Are Iran Sanctions Working? -Elliott Abrams
- It's a commonplace to say that sanctions against Iran are tighter than ever and are working. The problem is that sanctions appear to be having no impact on Iran's nuclear weapons program, which is after all their purpose.
- The damage to Iran's economy is visible, foreign exchange reserves are down from $100 billion to $75 billion, but that is not economic collapse.
- A foreign ambassador stationed in Iran recently told me that the depressed value of the currency means that a middle class family can no longer afford an annual vacation in Turkey and now has to vacation inside Iran. But that's hardly the kind of thing that produces rioting and it isn't going to produce a change in the Supreme Leader's nuclear policy.

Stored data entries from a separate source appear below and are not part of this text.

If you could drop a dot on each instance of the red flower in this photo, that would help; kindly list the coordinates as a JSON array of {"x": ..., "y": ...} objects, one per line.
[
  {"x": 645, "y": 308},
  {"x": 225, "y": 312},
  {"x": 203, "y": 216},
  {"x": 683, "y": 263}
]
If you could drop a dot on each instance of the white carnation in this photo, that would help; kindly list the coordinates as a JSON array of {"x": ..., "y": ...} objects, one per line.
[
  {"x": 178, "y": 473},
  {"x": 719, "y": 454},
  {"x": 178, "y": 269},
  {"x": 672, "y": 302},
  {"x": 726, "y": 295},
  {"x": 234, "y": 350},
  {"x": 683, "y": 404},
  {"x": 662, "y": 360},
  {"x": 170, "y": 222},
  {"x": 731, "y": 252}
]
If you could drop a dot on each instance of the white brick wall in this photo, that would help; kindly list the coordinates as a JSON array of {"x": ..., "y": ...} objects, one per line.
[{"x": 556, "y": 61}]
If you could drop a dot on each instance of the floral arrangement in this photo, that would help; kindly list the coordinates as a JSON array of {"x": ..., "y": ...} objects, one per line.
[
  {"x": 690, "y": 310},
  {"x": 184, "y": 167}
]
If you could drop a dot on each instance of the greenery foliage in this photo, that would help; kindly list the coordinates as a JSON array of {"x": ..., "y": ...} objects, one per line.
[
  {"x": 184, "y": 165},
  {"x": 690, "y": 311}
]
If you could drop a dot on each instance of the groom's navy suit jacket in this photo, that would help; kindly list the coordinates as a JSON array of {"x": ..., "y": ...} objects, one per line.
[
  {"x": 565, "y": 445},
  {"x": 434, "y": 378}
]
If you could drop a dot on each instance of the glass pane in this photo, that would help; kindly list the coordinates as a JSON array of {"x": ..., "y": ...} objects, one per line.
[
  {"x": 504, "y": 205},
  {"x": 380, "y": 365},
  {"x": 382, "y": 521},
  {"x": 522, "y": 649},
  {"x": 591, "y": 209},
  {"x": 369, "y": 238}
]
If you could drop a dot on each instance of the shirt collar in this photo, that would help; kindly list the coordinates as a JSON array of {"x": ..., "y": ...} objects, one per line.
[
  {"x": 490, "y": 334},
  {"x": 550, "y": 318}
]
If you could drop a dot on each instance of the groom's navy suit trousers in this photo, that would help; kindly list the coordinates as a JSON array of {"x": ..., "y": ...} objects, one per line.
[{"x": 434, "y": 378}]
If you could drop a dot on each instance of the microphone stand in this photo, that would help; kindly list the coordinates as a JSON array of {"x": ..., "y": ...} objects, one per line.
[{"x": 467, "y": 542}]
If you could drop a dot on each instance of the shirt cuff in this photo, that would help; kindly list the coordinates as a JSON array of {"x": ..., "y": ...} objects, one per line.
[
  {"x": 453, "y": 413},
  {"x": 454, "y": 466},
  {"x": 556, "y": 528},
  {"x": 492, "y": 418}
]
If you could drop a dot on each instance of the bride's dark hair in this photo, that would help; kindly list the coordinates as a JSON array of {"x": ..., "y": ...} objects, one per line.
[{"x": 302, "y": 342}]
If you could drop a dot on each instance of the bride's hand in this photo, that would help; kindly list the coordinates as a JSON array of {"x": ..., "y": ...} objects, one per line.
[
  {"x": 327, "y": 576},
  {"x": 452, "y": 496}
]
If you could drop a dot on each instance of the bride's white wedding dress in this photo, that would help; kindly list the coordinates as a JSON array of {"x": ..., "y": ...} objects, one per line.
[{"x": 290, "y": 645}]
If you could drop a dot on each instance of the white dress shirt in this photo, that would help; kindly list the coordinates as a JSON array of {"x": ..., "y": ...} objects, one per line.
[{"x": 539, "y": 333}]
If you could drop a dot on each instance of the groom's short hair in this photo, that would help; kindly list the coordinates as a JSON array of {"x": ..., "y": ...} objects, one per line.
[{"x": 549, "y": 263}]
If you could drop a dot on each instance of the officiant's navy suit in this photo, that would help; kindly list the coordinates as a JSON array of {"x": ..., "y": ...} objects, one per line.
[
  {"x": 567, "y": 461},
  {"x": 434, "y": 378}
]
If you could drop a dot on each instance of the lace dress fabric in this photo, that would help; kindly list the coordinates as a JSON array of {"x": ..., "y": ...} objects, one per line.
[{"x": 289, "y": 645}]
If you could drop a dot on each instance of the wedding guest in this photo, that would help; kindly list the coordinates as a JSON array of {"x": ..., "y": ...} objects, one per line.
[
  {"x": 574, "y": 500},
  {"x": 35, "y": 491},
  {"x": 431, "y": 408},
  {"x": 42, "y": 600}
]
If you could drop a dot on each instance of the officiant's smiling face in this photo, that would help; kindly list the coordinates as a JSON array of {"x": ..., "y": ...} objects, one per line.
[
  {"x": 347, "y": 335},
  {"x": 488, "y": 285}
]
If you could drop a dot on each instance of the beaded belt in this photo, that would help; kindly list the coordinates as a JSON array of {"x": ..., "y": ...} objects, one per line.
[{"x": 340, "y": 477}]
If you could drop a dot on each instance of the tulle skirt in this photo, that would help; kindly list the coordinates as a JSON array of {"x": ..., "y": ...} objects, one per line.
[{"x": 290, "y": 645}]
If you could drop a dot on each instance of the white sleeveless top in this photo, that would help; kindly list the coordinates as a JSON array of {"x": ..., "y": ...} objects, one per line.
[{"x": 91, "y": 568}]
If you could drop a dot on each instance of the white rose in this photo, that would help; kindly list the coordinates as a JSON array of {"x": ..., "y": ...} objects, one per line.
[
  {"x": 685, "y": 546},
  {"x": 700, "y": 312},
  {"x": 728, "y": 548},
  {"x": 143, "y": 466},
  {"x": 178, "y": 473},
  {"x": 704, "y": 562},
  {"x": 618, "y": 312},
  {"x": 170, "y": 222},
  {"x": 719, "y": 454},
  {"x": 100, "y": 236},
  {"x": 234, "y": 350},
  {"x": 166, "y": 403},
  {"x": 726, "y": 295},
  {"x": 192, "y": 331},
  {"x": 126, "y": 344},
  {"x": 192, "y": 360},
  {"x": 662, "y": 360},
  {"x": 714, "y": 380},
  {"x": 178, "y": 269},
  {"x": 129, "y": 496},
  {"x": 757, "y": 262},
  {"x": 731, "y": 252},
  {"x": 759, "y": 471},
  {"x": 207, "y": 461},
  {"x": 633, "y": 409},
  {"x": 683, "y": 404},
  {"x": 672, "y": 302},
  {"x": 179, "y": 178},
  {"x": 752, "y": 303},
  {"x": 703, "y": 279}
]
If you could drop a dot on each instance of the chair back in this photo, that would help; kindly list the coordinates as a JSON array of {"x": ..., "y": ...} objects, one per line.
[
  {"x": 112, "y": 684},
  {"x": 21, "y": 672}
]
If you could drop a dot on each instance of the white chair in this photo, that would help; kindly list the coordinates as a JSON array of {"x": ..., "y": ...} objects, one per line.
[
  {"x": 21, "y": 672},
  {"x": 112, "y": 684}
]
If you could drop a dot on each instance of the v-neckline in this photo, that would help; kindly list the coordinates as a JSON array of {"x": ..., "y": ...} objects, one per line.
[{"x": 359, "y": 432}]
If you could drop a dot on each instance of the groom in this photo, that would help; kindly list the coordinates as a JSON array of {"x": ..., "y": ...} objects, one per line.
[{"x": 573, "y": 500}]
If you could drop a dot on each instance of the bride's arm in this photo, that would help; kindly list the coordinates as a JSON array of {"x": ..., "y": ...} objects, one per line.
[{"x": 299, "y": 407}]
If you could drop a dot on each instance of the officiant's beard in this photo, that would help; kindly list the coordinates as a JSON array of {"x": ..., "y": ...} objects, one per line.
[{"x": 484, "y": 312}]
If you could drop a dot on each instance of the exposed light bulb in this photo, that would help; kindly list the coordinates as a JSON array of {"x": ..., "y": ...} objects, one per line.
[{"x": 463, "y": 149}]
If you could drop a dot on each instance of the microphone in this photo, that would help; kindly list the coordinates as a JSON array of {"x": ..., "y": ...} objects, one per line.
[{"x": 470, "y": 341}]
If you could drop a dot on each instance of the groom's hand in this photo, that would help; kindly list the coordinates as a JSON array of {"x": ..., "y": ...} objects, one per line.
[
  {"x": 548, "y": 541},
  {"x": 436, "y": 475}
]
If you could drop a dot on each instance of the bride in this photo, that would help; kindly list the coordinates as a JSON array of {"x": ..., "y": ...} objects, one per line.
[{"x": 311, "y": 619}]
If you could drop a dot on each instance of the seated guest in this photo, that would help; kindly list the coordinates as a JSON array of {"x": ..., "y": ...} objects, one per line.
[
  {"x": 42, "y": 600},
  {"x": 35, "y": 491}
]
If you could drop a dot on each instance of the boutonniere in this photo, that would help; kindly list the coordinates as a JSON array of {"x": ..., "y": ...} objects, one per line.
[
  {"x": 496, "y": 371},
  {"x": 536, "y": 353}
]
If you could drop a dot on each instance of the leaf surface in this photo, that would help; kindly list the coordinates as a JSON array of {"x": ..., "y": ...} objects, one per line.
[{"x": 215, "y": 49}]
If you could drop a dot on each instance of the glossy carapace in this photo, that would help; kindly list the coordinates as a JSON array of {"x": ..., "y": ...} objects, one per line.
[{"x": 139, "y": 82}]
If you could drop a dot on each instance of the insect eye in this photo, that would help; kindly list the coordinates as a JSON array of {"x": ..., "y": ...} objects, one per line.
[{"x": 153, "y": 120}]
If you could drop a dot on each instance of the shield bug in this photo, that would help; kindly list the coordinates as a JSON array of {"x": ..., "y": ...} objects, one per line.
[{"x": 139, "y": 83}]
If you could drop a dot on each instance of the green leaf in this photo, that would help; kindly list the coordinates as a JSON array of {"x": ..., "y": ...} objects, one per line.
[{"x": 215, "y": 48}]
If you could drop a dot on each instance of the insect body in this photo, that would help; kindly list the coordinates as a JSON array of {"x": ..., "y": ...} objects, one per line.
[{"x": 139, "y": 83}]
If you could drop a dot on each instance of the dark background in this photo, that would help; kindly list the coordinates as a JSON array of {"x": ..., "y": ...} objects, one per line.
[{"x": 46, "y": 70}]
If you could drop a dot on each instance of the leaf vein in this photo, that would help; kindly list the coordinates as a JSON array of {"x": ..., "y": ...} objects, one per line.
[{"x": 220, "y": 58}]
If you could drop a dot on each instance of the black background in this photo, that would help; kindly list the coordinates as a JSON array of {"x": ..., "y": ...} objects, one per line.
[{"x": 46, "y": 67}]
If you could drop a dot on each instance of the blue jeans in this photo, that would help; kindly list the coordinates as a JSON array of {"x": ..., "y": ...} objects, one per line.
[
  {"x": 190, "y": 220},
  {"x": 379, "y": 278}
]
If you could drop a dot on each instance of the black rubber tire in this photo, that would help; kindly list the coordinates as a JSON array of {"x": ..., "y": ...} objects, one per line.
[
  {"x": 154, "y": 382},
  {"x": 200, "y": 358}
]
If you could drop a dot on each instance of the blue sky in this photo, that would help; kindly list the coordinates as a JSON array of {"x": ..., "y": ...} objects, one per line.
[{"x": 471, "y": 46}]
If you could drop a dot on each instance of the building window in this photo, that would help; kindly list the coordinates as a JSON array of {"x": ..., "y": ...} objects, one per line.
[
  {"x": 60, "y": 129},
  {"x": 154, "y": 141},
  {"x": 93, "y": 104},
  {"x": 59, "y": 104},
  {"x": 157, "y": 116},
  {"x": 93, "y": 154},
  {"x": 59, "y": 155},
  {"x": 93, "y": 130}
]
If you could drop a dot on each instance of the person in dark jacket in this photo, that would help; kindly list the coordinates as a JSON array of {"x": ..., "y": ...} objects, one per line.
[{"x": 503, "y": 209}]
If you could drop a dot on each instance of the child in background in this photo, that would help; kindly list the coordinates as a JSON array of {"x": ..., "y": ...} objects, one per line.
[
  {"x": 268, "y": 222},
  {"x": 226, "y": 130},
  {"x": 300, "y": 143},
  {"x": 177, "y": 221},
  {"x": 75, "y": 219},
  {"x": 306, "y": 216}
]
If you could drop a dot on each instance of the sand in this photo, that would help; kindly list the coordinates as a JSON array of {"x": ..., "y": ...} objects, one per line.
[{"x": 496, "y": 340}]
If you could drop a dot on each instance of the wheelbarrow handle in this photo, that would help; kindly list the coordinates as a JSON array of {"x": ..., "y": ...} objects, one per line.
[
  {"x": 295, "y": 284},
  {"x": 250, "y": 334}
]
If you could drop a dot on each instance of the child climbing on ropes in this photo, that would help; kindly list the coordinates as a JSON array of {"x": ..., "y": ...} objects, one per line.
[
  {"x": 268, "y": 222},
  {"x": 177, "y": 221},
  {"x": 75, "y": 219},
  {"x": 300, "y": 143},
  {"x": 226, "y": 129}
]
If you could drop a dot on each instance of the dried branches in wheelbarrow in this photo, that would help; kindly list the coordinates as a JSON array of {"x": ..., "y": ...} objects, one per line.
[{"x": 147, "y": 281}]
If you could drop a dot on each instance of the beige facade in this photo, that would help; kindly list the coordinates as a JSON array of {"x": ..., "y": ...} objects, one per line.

- Reuters' Middle East economics editor recently wrote that sanctions "are not close to having the 'crippling' effect envisaged by Washington. The Iranian government has found ways to soften the impact."
- So sanctions are hurting Iran's economy, and are hurting many Iranians - though the richest can take care of themselves, and the poorest are protected by the government with subsidies for food. But there is no crisis, and it seems to be wishful thinking that the ayatollahs will abandon their nuclear program because the economic pain is too great.
(Council on Foreign Relations)
No Shift in Nuclear Behavior -Joby Warrick & Anne Gearan
Nine months after Iran was hit with the toughest restrictions in its history, the nation's economy appears to have settled into a slow, downward glide, hemorrhaging jobs and hard currency but appearing to be in no immediate danger of collapse, Western diplomats and analysts say.
At the same time, the hardships have not triggered significant domestic protests or produced a single concession by Iran on its nuclear program. Marine Gen. James Mattis, head of U.S. Central Command, said Iran has accelerated its nuclear program in the past year, despite the diplomatic and economic pressure.